History

United Kingdom
- Name: Mary Somerville
- Namesake: Mary Somerville
- Builder: Steele & Co., Queen's Dock, Liverpool
- Launched: 31 December 1834
- Fate: Foundered late 1852 or early 1853

General characteristics
- Tons burthen: 407 (bm)

= Mary Somerville (1834 ship) =

UK merchant ship (1835–1852)

Mary Somerville was launched in 1834 at Liverpool. She spent her career as an East Indiaman, sailing primarily for Taylor, Potter & Co., of Liverpool, for whom she was built.

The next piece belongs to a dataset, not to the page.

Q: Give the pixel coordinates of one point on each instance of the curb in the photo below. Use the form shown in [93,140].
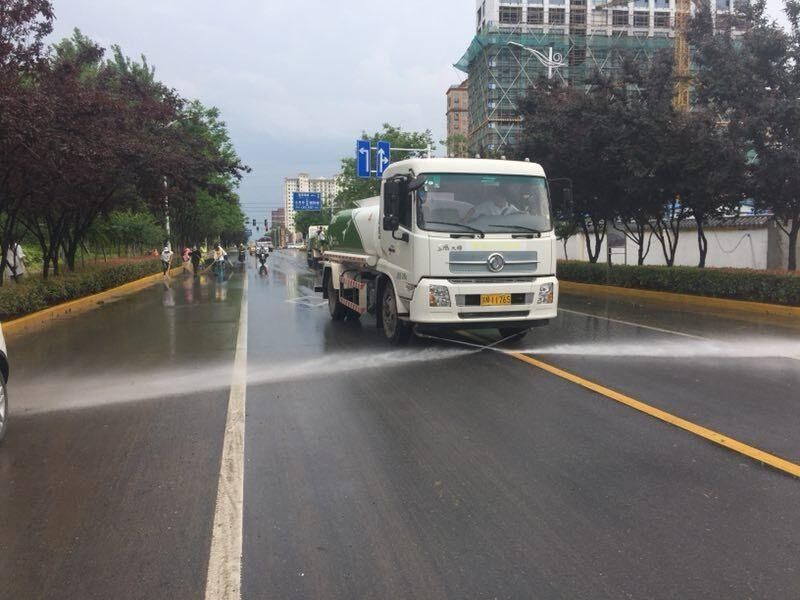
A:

- Mary Somerville was beached on 18 October 1837 at Kingstown, County Dublin. She was on a voyage from Liverpool, Lancashire to Calcutta. She was refloated on 30 November and taken into Dublin.
- A report from Liverpool dated 21 March 1838 stated that Mary Somerville, bound for Calcutta, had collided on 20 March at Liverpool with the 97-year old , sinking her. However, her crew was saved.

Loss: In October 1852 Mary Somerville departed from Saint Helena for Liverpool. She was presumed subsequently to have foundered with the loss of all hands. A chest from the ship washed up at Saint Michael's Mount, Cornwall on 11 January 1853.